Mercoledì 3 settembre 2025, 8.30 – 18.00 – Seminario con relazioni online e laboratori in presenza
Le generazioni che frequentano le nostre classi sono quelle nate dopo la crisi del 2008 o negli anni successivi, in un mondo del tutto diverso e altro rispetto a quello novecentesco dei loro genitori, insegnanti e ancora più in là delle nonne e dei nonni. Un mondo interconnesso, globale, multiculturale e plurale, attraversato da contraddizioni, conflitti, crisi (anche ambientali) sempre più gravi.
La scuola non può ignorare il tempo attuale, le storie che oggi si svolgono e che vivono (anche) studentesse e studenti, gli spazi e i luoghi in cui tutto ciò avviene e continua ad accadere in una dimensione nella quale è sempre più complicato distinguere il reale dal virtuale, il vicino dal lontano, il vero dal falso.
Il mondo non nasce con noi e continuerà anche dopo di noi: conoscere il presente quindi non come temporalità autosufficiente, ma nell’intreccio inevitabile con il passato e con il futuro è una finalità ineludibile del curricolo di storia e di geografia (e non solo).

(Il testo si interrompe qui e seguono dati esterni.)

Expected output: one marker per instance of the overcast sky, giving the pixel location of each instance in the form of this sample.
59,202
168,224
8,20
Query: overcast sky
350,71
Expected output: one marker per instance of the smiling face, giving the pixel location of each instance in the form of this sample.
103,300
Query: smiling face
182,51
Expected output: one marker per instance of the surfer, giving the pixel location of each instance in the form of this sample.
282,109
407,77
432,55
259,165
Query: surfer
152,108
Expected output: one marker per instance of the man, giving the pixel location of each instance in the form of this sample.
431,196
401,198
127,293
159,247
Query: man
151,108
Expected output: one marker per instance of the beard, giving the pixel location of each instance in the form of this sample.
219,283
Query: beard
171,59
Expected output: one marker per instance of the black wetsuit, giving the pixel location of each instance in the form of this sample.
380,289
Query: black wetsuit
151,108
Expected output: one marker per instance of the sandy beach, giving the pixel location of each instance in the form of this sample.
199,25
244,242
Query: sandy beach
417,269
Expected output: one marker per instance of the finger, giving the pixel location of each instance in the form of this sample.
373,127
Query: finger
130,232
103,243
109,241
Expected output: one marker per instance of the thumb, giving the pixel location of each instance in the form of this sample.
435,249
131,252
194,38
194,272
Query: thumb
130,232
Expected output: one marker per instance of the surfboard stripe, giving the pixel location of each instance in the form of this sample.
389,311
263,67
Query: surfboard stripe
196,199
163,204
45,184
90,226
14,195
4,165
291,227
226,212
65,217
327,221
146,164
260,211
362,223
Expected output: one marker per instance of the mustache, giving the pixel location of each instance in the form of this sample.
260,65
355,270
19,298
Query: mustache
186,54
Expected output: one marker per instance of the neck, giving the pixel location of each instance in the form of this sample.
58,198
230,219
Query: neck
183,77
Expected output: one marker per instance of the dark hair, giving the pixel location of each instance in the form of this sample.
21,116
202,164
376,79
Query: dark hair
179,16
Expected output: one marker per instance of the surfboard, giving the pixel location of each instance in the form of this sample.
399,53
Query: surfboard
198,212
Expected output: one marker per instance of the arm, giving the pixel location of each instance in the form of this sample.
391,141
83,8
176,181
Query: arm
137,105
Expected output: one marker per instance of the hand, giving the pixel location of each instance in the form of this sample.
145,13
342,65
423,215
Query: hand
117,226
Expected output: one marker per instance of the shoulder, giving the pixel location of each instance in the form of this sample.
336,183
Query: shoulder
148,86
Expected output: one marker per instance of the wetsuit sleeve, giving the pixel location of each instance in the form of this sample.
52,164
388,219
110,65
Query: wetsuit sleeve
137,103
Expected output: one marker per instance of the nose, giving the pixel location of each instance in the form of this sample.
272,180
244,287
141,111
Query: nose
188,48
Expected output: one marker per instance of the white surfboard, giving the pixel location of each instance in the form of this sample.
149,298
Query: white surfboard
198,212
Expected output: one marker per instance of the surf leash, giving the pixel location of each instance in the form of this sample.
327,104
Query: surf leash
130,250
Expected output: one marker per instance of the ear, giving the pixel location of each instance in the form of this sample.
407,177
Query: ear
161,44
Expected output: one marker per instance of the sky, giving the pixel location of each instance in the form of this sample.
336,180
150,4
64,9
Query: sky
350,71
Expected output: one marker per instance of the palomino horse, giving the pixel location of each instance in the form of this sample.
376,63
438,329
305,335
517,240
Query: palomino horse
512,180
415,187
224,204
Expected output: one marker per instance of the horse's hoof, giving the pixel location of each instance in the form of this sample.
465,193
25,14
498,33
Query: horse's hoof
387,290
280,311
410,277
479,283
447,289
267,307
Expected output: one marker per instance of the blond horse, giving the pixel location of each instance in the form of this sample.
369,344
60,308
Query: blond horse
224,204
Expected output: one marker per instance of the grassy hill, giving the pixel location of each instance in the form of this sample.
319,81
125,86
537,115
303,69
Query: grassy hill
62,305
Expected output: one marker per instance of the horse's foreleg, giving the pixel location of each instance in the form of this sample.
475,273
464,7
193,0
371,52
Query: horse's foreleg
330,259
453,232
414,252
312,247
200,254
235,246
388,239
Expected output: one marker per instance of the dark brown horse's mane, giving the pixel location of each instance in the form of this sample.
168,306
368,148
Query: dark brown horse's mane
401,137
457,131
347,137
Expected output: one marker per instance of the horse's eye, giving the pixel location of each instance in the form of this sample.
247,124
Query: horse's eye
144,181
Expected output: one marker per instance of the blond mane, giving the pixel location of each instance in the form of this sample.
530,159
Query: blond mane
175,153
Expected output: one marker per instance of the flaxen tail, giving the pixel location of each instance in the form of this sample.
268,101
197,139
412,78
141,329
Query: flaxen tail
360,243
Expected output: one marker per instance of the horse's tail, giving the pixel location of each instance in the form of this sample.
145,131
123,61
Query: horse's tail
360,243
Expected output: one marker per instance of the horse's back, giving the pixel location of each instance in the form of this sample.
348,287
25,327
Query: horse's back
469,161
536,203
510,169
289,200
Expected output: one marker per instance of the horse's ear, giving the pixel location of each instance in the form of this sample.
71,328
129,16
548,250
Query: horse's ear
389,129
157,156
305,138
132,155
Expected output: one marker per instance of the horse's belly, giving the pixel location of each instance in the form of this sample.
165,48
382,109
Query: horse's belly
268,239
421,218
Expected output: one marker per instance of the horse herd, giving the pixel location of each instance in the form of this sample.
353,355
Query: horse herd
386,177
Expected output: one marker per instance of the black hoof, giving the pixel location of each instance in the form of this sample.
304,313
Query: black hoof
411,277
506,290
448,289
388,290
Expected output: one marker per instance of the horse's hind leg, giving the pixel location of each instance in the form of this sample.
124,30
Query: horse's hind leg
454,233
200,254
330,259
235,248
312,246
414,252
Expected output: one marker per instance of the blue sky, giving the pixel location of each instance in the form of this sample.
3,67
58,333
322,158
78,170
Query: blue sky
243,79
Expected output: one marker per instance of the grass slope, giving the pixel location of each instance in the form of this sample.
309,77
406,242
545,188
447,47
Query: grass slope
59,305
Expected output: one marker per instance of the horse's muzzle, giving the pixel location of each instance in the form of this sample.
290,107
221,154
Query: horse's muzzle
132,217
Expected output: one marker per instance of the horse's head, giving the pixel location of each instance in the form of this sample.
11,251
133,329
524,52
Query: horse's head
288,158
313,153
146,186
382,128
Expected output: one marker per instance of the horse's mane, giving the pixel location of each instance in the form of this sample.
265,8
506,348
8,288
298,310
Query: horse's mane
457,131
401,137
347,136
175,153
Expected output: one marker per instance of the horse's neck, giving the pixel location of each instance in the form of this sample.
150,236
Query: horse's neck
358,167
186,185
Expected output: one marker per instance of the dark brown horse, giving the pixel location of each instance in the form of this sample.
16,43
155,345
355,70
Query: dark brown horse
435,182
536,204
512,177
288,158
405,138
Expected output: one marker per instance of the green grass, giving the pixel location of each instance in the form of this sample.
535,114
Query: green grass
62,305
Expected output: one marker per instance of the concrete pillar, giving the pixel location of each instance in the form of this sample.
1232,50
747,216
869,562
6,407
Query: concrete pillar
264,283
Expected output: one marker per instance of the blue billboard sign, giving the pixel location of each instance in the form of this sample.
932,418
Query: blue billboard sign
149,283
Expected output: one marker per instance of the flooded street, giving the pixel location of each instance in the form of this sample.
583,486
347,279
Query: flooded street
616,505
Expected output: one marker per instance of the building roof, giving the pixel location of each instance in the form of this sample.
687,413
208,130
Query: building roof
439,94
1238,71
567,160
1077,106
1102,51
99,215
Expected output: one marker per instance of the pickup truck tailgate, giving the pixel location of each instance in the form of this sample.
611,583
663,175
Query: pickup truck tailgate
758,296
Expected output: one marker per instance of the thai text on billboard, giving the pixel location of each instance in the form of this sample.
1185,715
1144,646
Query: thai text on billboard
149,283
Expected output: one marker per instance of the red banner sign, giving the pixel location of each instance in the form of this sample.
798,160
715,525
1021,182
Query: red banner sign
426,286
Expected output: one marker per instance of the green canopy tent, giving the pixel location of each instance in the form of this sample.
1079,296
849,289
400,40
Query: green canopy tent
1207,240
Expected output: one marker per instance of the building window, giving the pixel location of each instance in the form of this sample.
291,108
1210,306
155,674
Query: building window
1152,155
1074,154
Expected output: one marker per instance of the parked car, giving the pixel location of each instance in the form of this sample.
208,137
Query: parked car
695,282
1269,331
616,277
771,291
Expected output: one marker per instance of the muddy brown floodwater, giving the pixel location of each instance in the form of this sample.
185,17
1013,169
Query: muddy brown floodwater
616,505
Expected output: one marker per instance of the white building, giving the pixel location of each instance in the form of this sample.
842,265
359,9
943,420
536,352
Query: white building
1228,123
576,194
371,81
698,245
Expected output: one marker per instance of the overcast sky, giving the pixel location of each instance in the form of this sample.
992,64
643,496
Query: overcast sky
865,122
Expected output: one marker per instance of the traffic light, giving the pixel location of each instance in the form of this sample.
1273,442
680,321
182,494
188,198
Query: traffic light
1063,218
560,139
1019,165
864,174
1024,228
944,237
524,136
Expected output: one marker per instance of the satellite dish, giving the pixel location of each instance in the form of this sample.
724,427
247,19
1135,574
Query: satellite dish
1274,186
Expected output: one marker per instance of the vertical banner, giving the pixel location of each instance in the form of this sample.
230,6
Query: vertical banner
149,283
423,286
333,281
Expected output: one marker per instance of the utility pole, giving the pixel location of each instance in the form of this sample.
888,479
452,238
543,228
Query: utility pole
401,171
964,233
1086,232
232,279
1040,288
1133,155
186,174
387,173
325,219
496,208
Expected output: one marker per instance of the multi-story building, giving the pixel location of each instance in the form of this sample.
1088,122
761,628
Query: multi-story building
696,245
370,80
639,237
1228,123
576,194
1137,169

C’è poi un presente che riguarda da vicino il mondo della scuola: la pubblicazione recente della bozza sulle Nuove Indicazioni 2025 per la Scuola dell’infanzia e il Primo ciclo di istruzione ha generato nel mondo della scuola un necessario confronto e dibattito. Un’occasione per valorizzare l’esperienza e la competenza che ogni insegnante ha maturato nel suo lavoro di ricerca storica e geografica, per riflettere sulla capacità di pensiero di alunni e alunne, per condividere contenuti e modalità che nel rispetto delle singole personalità costruisco un’idea di cittadinanza di e per tutte e tutti.